President Trump has piled pressure onto Federal Reserve Chair Jerome Powell to cut interest rates—and quickly—which he did in September for the first time in 2025.
“In the U.S., newly elected President Trump wants to run the economy hot. He routinely speaks about America growing in order to reduce its debt load,” wrote Hayes. “He lambasts the Fed for a too-tight monetary supply. His desire is generating action. The Fed resumed cutting interest rates in September even though inflation is above its own target.”
“Listen to our monetary masters in Washington and Beijing,” Hayes continued. “They clearly state that money shall be cheaper and more plentiful. Therefore, Bitcoin continues to rise in anticipation of this highly probable future.”
Experts have been torn on what Bitcoin will do this time around. Some analysts—including blockchain data firm CoinGlass—have argued that the top price for the coin looks like it is in, and that Bitcoin is behaving now like it did in previous cycles.
But the approval of spot Bitcoin ETFs last year may have thrown a wrench into the traditional cycle, generating new highs both before and after the last halving, experts told Decrypt. An increased money supply will ultimately benefit “risk-on” assets like Bitcoin, others said.

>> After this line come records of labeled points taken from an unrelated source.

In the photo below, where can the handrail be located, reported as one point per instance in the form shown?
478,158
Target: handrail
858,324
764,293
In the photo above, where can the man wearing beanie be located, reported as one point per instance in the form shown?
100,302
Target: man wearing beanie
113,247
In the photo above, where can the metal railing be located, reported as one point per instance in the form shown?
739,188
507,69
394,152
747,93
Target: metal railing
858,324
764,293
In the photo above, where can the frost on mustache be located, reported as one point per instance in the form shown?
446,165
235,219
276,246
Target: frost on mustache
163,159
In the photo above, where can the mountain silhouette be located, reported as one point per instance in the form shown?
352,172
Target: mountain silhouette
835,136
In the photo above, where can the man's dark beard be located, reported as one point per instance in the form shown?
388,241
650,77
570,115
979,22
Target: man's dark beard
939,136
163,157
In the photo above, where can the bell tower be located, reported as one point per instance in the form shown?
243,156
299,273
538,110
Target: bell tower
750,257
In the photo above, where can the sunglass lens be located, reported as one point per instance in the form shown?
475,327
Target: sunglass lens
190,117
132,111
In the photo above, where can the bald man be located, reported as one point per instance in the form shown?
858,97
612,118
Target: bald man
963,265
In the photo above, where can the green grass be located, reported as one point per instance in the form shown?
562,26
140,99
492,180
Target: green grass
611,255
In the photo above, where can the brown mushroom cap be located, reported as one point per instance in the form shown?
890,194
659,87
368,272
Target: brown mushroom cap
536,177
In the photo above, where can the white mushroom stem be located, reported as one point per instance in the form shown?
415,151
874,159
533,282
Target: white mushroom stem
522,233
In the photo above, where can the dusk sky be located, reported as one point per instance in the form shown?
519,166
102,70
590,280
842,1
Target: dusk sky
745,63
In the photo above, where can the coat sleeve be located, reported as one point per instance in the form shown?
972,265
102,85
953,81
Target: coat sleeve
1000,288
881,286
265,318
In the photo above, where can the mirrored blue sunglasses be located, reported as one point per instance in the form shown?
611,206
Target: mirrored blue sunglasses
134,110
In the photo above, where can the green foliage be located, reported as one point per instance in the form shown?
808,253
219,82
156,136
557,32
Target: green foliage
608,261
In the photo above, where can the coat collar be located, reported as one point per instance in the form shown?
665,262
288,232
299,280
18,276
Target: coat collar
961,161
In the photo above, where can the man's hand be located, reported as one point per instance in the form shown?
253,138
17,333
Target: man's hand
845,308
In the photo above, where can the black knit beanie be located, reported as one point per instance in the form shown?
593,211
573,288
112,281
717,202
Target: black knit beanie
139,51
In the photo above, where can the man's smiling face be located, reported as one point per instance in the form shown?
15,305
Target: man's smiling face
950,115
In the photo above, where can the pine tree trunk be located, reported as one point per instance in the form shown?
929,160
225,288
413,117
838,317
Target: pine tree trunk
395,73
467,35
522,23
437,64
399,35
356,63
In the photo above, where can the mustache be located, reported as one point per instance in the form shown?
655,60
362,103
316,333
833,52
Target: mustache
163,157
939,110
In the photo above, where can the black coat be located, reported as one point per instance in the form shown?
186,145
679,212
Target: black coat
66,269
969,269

Gabe Selby, head of research at CF Benchmarks, told Decrypt that the current cycle remains undervalued by 20–50% relative to liquidity conditions.
“Despite near-term volatility tied to Fed policy recalibration and dollar weakness, our model suggests a sustained reflationary impulse will persist as monetary easing broadens across advanced economies in 2026,” he said.
Meanwhile, Kaiko Senior Research Analyst Adam McCarthy told Decrypt: “Crypto is 16 years old. You can’t figure out a pattern for an asset that young.”